Arrests Top 900 In Protests Against State GOP's Agenda

Another 73 people were arrested Monday at the North Carolina General Assembly in Raleigh, during the 12th consecutive weekly "Moral Monday" protest against state GOP agenda items. The latest display of civil disobedience brings to the total number of arrests to 925, the Associated Press reported.

Demonstrators gathered this week in opposition to a voter ID proposal and other voting changes currently being considered by Republicans, who now control both chambers of the state legislature and the governorship. The voter ID bill, introduced last week, would require all voters to present specific, state-approved forms of ID at the polls. The bill eliminates college IDs from a list of acceptable documents earlier approved in the state House.

The protests have been coordinated by the North Carolina NAACP and other activist groups around the state. NAACP President Rev. William Barber, who has been a regular feature at the rallies, was in attendance again on Monday, where he addressed the GOP agenda.

“This is a budget full of voodoo economics that hurt teachers and public education,” Barber said, according to the Raleigh News and Observer, speaking about a recently negotiated spending plan.

He also suggested that lawmakers had deliberately shifted their schedule hours earlier in order to avoid the evening protest.

"You can run, but you can't hide," Barber said. "When we come here and they are here, they want to drag us out. Then when they knew the national TV was on them, they tucked their tails and ran."

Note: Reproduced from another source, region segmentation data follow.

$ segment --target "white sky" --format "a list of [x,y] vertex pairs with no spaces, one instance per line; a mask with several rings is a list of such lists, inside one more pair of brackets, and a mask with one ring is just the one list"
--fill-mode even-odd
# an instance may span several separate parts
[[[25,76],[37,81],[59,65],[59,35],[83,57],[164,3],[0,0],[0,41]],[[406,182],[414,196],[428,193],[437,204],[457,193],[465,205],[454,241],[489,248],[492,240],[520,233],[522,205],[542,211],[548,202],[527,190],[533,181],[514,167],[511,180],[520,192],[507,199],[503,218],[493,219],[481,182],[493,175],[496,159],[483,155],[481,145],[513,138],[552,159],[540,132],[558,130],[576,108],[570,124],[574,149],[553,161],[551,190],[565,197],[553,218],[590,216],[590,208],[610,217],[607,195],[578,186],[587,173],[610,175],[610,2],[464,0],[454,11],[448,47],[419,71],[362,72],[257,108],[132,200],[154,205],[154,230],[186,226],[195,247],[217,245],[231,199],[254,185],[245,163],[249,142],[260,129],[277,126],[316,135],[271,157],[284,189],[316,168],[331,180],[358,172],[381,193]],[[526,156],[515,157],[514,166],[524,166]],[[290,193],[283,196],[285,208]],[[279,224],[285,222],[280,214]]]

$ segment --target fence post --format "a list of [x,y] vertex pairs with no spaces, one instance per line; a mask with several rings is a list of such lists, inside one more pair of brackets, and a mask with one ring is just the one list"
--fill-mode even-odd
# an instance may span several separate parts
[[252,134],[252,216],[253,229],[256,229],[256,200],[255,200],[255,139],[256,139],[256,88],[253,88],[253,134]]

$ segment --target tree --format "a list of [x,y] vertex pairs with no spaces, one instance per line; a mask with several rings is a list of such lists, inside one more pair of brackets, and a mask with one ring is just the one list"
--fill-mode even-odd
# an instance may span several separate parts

Liberal-leaning activists have had plenty to protest over the past three months. Last week, 101 demonstrators, most of them women, were arrested at the General Assembly building in a display against GOP efforts to restrict abortion rights. Republicans recently pushed through a controversial bill to ban sex-selective abortions and impose new regulations on abortion clinics. McCrory has suggested he'll sign it despite a campaign promise to oppose new abortion restrictions.

Thousands have turned out for previous rallies, which have also focused on controversial cuts to unemployment insurance, fracking and the rejection of Medicaid expansion under Obamacare, among other issues.

While recent polling showed that the "Moral Monday" demonstrators are more popular than the GOP-controlled legislature, Republicans have largely attempted to ignore them. Others have dismissed them altogether, calling them "Moron Mondays" or suggesting that organizers were busing in activists from out of the state to stack the protests. A survey taken last month found that attendees were overwhelmingly from North Carolina.